A request smuggling vulnerability (CVE-2025-4366/RUSTSEC-2025-0037) was discovered in the Pingora OSS framework on April 11, 2025. The vulnerability affected customers using Cloudflare's CDN free tier and users of the caching functionality provided in the open source pingora-proxy and pingora-cache crates. Cloudflare successfully mitigated the vulnerability by April 12, 2025, within 22 hours of notification (Cloudflare Blog).

Technical details

The vulnerability stemmed from an HTTP/1.1 parsing bug when caching was enabled in Pingora. Specifically, on cache hits, the logic to properly consume the downstream request body or decline connection reuse was inadvertently skipped. This allowed any unread request body left in the HTTP/1.1 connection to act as a vector for request smuggling, where the request body could 'poison' subsequent requests when formed into a valid but incomplete header (Cloudflare Blog).

Impact

The vulnerability enabled attackers to modify request headers and URLs sent to customer origins. Additionally, attackers could potentially cause visitors to Cloudflare sites to make subsequent requests to malicious origins and observe which site URLs the visitors were originally attempting to access. Some origin servers were particularly vulnerable to this secondary attack effect through 301 redirects that could expose visitor traffic patterns (Cloudflare Blog).
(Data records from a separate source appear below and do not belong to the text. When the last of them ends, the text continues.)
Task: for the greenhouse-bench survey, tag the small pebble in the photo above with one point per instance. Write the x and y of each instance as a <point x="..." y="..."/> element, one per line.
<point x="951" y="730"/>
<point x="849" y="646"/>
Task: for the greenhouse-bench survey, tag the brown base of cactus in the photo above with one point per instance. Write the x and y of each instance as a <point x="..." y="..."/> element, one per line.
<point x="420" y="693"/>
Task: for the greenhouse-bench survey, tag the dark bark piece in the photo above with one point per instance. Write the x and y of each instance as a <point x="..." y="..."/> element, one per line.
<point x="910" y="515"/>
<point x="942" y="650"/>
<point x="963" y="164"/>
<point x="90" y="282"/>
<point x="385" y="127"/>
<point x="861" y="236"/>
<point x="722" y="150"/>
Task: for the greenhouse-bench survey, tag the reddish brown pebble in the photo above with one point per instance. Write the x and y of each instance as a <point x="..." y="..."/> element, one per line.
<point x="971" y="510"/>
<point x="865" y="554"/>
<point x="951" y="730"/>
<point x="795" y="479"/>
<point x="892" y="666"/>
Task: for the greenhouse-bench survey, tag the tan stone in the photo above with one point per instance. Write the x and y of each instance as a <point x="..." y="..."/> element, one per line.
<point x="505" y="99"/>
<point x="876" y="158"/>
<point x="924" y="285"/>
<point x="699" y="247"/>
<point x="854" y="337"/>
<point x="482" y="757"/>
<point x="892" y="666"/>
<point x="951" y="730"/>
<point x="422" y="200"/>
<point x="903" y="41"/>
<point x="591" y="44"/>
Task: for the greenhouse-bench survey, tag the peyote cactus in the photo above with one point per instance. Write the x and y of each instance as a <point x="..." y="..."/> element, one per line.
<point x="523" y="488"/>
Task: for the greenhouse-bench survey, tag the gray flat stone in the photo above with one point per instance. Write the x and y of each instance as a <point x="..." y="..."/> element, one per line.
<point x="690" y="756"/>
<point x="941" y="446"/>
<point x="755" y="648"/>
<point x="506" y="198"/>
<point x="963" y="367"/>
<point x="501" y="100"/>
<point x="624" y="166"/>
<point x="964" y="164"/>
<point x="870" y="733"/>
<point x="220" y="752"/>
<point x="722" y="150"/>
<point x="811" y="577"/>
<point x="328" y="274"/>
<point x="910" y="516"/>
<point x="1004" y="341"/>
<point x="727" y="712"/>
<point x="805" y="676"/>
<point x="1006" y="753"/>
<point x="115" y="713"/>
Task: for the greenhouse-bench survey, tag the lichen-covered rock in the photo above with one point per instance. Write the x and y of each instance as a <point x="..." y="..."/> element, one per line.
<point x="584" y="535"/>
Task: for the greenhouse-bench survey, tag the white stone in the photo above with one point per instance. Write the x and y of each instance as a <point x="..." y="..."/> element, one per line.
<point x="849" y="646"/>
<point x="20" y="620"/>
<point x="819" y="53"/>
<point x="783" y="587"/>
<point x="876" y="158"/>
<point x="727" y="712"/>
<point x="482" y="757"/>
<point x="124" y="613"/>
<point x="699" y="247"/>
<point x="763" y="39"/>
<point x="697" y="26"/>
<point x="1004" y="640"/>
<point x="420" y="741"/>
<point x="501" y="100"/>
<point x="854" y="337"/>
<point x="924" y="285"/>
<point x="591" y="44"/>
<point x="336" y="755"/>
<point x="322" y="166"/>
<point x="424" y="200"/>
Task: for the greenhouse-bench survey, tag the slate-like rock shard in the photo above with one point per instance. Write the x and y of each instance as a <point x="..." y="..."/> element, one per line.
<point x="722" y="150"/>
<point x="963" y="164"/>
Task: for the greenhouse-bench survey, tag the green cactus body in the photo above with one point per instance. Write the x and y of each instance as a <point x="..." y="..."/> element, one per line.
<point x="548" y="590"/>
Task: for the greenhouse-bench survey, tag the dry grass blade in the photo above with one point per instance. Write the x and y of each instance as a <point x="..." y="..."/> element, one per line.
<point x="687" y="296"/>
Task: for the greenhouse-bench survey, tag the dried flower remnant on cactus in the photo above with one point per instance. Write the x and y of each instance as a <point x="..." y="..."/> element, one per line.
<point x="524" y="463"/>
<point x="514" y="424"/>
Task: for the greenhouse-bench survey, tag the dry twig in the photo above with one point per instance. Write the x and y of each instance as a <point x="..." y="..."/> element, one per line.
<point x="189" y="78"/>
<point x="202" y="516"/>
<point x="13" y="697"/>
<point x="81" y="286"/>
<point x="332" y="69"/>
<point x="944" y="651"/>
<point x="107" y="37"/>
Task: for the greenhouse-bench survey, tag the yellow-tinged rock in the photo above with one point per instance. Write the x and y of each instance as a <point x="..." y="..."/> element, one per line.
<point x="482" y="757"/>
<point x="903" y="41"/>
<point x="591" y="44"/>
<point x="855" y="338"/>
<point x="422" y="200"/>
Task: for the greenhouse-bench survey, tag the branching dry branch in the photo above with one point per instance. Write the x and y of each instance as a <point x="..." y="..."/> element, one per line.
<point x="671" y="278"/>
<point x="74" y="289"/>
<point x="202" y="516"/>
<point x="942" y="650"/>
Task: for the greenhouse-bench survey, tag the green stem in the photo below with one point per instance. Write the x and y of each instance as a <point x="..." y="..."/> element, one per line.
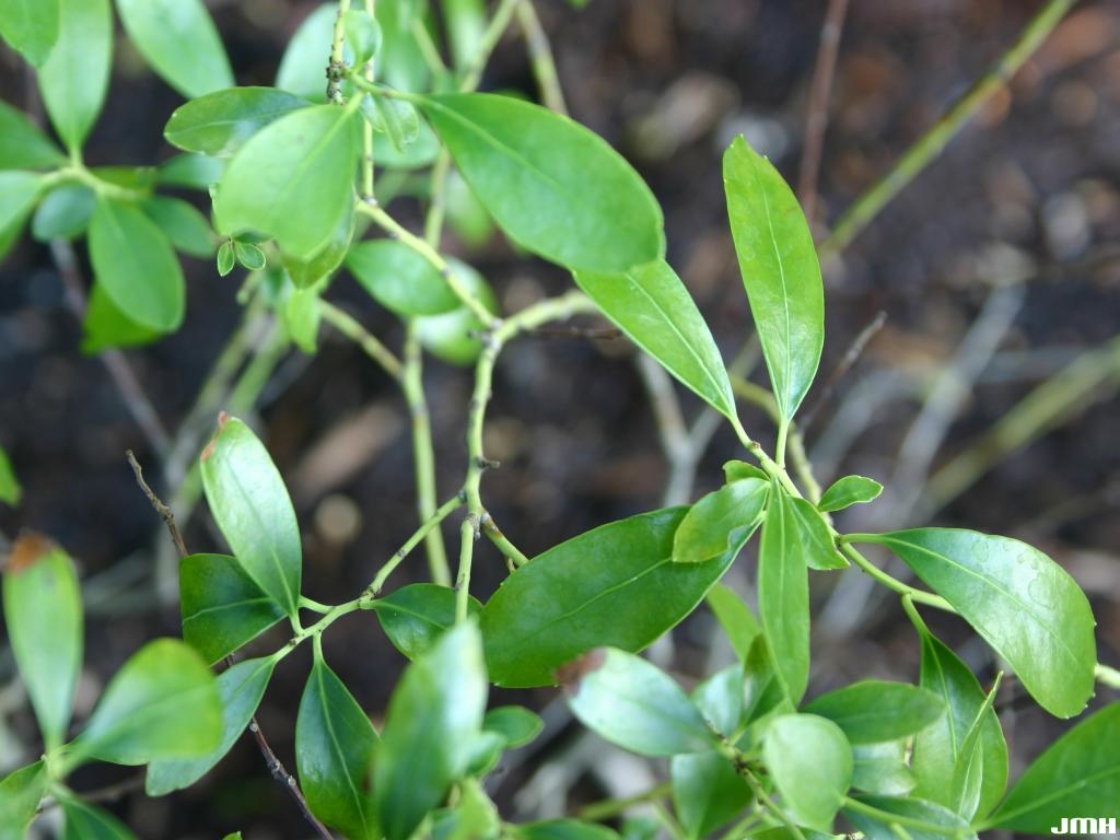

Mitigation and workarounds

Cloudflare immediately disabled CDN traffic to the vulnerable component on April 12, 2025, and subsequently released a patch fix. Users of the Pingora framework are strongly urged to upgrade to version 0.5.0 or later. For Cloudflare CDN free tier customers, no action is required as the patch has been automatically applied. Additionally, Cloudflare invalidated any assets cached on the component's backend to prevent possible cache poisoning from injected headers (Cloudflare Blog).

Community reactions

The vulnerability was responsibly disclosed by security researchers James Kettle & Wannes Verwimp through Cloudflare's Bug Bounty Program. Cloudflare acknowledged their contribution and emphasized their commitment to security and swift response to such vulnerabilities (Cloudflare Blog).